Massacre leaves 11 people dead in Colombia
BOGOTA, Colombia (AP) -- Eleven villagers were found shot to death along
a dirt road in Colombia on Friday, a day after allegedly being kidnapped
by a
right-wing paramilitary group.
The corpses of the seven men and four women turned up outside Barbosa,
a
rural town 18 miles (30 kilometers) northeast of the country's second-largest
city, Medellin.
Paramilitary fighters abducted the group from Barbosa on Thursday, accusing
them of being guerrilla collaborators, Medellin police spokesman Haten
Dasuki
said.
The victims were selected with the help of a female guerrilla who had been
captured by the paramilitary group and brought to the town, Dasuki said.
Television images from Barbosa showed the bodies littered about a dirt
road. Several houses
were spray painted with the letters AUC -- the Spanish acronym of the United
Self-Defense
Forces of Colombia, a national paramilitary umbrella organization.

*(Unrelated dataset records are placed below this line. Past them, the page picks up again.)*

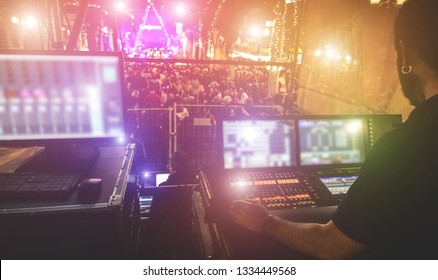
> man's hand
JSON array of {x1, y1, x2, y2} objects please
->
[{"x1": 230, "y1": 200, "x2": 271, "y2": 233}]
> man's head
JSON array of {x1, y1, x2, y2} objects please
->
[
  {"x1": 170, "y1": 151, "x2": 192, "y2": 173},
  {"x1": 394, "y1": 0, "x2": 438, "y2": 106}
]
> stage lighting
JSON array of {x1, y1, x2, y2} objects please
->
[
  {"x1": 175, "y1": 3, "x2": 186, "y2": 16},
  {"x1": 116, "y1": 1, "x2": 126, "y2": 12},
  {"x1": 11, "y1": 16, "x2": 20, "y2": 24},
  {"x1": 23, "y1": 16, "x2": 37, "y2": 28}
]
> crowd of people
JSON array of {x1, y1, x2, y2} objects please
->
[
  {"x1": 125, "y1": 61, "x2": 294, "y2": 169},
  {"x1": 124, "y1": 62, "x2": 293, "y2": 116}
]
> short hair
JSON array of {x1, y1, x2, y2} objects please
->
[
  {"x1": 170, "y1": 151, "x2": 192, "y2": 171},
  {"x1": 394, "y1": 0, "x2": 438, "y2": 71}
]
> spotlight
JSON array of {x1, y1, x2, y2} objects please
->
[
  {"x1": 116, "y1": 2, "x2": 126, "y2": 12},
  {"x1": 314, "y1": 49, "x2": 322, "y2": 57},
  {"x1": 347, "y1": 121, "x2": 362, "y2": 134},
  {"x1": 175, "y1": 3, "x2": 186, "y2": 16},
  {"x1": 11, "y1": 16, "x2": 20, "y2": 24},
  {"x1": 250, "y1": 26, "x2": 261, "y2": 37},
  {"x1": 24, "y1": 16, "x2": 37, "y2": 28},
  {"x1": 325, "y1": 48, "x2": 335, "y2": 59}
]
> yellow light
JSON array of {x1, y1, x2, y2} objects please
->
[
  {"x1": 326, "y1": 48, "x2": 335, "y2": 59},
  {"x1": 11, "y1": 16, "x2": 20, "y2": 24}
]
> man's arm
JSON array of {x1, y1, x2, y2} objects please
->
[{"x1": 231, "y1": 200, "x2": 365, "y2": 259}]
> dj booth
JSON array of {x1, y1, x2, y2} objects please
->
[{"x1": 0, "y1": 51, "x2": 405, "y2": 260}]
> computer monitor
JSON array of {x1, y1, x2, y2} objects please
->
[
  {"x1": 0, "y1": 51, "x2": 127, "y2": 147},
  {"x1": 297, "y1": 117, "x2": 366, "y2": 166},
  {"x1": 218, "y1": 117, "x2": 297, "y2": 170}
]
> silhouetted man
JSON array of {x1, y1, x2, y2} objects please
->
[{"x1": 231, "y1": 0, "x2": 438, "y2": 259}]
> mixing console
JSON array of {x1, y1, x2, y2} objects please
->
[{"x1": 227, "y1": 172, "x2": 329, "y2": 209}]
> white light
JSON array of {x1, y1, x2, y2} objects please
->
[
  {"x1": 243, "y1": 127, "x2": 257, "y2": 142},
  {"x1": 347, "y1": 121, "x2": 362, "y2": 134},
  {"x1": 24, "y1": 16, "x2": 37, "y2": 28},
  {"x1": 326, "y1": 48, "x2": 336, "y2": 59},
  {"x1": 143, "y1": 172, "x2": 150, "y2": 178},
  {"x1": 11, "y1": 16, "x2": 20, "y2": 24},
  {"x1": 345, "y1": 54, "x2": 352, "y2": 63},
  {"x1": 175, "y1": 3, "x2": 186, "y2": 16},
  {"x1": 265, "y1": 20, "x2": 275, "y2": 27},
  {"x1": 101, "y1": 26, "x2": 109, "y2": 33},
  {"x1": 117, "y1": 137, "x2": 125, "y2": 144},
  {"x1": 314, "y1": 49, "x2": 322, "y2": 57},
  {"x1": 369, "y1": 0, "x2": 380, "y2": 4},
  {"x1": 250, "y1": 26, "x2": 261, "y2": 37},
  {"x1": 116, "y1": 2, "x2": 126, "y2": 12},
  {"x1": 263, "y1": 28, "x2": 270, "y2": 37}
]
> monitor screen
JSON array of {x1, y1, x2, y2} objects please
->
[
  {"x1": 155, "y1": 173, "x2": 170, "y2": 186},
  {"x1": 319, "y1": 176, "x2": 358, "y2": 195},
  {"x1": 0, "y1": 52, "x2": 126, "y2": 144},
  {"x1": 221, "y1": 118, "x2": 297, "y2": 170},
  {"x1": 298, "y1": 118, "x2": 366, "y2": 166}
]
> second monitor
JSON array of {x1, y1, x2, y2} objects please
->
[{"x1": 297, "y1": 117, "x2": 367, "y2": 166}]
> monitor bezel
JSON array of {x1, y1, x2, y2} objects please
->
[
  {"x1": 216, "y1": 115, "x2": 299, "y2": 172},
  {"x1": 0, "y1": 50, "x2": 129, "y2": 148}
]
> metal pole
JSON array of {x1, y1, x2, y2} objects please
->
[
  {"x1": 66, "y1": 0, "x2": 89, "y2": 51},
  {"x1": 53, "y1": 0, "x2": 64, "y2": 49},
  {"x1": 173, "y1": 103, "x2": 177, "y2": 153},
  {"x1": 112, "y1": 12, "x2": 119, "y2": 51},
  {"x1": 168, "y1": 108, "x2": 172, "y2": 164},
  {"x1": 46, "y1": 0, "x2": 55, "y2": 49}
]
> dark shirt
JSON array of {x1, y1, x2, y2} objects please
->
[{"x1": 332, "y1": 94, "x2": 438, "y2": 259}]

The group has not claimed responsibility
Paramilitary squads with reported links to the Colombian military stand
accused in the majority
of the mass killings committed annually in the South American country's
36-year armed conflict.
Amid escalating violence, at least 1,389 noncombatants died in massacres
through August
of this year, according to statistics from the federal human rights ombudsman.